だが、実際に投げかけられたのは叱咤だった。
そして騎士は「お前が行動するのは迷惑だから、何もせずに大人しく引き籠っていろ」と言ってしまう。
内心反省していた主人公もその物言いに反発し、大喧嘩に発展してしまう……。
「なんか、騎士の気持ちもわかる気がするな」
しかし、大よその説明を聞いた慶二はそう呟いた。
「恋愛はよくわからねえけど」と付け加えて。
「そうかなぁ」
「あんまり無防備だと、見てて危なっかしいからな。心配で堪らないんだろ」
「それは……わかるけど。

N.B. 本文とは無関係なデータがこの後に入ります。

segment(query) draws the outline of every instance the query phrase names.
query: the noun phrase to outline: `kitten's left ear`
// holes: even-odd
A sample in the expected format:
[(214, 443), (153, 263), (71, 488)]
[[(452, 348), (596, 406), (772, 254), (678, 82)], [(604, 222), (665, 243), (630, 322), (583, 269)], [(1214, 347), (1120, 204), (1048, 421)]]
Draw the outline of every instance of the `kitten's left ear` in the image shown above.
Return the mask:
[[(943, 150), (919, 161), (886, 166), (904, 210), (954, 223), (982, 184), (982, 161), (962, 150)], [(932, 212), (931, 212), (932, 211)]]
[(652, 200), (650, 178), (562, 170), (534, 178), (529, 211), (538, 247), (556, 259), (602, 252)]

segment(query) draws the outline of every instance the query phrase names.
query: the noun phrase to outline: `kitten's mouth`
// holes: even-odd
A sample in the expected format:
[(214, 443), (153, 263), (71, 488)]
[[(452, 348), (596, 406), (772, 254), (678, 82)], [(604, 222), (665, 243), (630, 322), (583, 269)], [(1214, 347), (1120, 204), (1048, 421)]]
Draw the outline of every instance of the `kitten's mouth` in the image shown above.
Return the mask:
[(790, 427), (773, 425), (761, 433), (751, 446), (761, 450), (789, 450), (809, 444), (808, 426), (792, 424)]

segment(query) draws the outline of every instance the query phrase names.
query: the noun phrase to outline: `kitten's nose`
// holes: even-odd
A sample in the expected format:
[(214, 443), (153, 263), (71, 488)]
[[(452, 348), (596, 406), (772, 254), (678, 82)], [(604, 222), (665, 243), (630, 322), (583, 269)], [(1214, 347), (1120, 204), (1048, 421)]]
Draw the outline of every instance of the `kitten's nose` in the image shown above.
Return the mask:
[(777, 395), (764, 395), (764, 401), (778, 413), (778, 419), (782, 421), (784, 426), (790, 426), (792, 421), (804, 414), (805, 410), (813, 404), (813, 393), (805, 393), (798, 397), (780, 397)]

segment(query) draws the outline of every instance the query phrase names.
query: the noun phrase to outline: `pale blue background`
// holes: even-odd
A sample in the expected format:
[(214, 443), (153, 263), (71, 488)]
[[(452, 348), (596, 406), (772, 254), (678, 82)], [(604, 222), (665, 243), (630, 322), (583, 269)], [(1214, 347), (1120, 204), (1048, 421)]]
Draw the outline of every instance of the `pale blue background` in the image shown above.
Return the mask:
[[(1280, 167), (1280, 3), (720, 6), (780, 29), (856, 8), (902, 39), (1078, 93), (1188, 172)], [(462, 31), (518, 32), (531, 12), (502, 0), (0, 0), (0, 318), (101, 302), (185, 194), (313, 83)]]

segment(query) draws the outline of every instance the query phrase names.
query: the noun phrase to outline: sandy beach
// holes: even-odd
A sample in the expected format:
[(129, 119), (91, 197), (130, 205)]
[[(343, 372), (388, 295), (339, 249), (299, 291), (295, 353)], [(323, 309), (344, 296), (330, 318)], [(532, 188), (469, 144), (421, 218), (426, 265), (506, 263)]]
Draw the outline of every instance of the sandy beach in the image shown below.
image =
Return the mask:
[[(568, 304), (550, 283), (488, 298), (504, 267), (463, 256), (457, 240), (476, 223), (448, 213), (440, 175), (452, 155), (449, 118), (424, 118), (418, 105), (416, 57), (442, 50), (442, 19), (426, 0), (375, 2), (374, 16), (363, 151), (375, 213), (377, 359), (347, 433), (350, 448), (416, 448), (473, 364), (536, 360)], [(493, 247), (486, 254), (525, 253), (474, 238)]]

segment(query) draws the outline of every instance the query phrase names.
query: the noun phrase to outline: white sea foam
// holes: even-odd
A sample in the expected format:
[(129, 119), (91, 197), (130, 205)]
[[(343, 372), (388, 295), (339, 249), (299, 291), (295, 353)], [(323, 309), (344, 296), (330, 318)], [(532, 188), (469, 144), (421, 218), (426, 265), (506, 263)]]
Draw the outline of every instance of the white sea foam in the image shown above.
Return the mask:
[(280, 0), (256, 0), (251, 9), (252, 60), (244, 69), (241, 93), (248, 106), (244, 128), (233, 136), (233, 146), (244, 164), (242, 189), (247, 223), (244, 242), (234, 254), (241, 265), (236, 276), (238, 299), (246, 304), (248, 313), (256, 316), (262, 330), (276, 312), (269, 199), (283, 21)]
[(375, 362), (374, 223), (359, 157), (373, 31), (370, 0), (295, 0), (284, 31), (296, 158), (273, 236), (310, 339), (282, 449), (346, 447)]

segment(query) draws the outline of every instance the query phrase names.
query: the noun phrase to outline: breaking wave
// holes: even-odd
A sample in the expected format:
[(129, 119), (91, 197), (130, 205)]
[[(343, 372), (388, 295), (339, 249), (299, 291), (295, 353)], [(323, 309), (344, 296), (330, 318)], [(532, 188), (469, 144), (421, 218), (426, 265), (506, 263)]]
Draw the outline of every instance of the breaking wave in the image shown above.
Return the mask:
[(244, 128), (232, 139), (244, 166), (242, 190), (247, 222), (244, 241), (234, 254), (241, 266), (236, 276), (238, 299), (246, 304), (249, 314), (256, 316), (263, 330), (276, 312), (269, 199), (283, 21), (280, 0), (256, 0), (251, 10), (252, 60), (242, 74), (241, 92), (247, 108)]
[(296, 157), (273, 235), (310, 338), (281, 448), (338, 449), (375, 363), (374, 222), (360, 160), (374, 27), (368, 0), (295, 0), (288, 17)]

だとしても酷くない?」
主人公に共感していた悠としては、理性で理解していても騎士への反感を覚える。
確かに主人公は軽率だったけど、そこまで言う必要はないのではないかと思ったのだ。
悠は嫉妬深い少年だったが、初恋の人である実夏へとそのような思いを抱いたことはなかった。
むしろ、好きな相手だからこそ強く出られないタイプである。
それどころか守られる側だったのが関係しているのかもしれない。
「大事だから厳しく言う、ってやつじゃないのか? 美楽さんみたいな」
「なるほど……」
身近な人間に例えられると、すんなり受け止めることが出来た。
確かに、悠の母は時折手厳しいが、愛を持って接していることは事実。
昔話を聞いた今ではなおさらだ。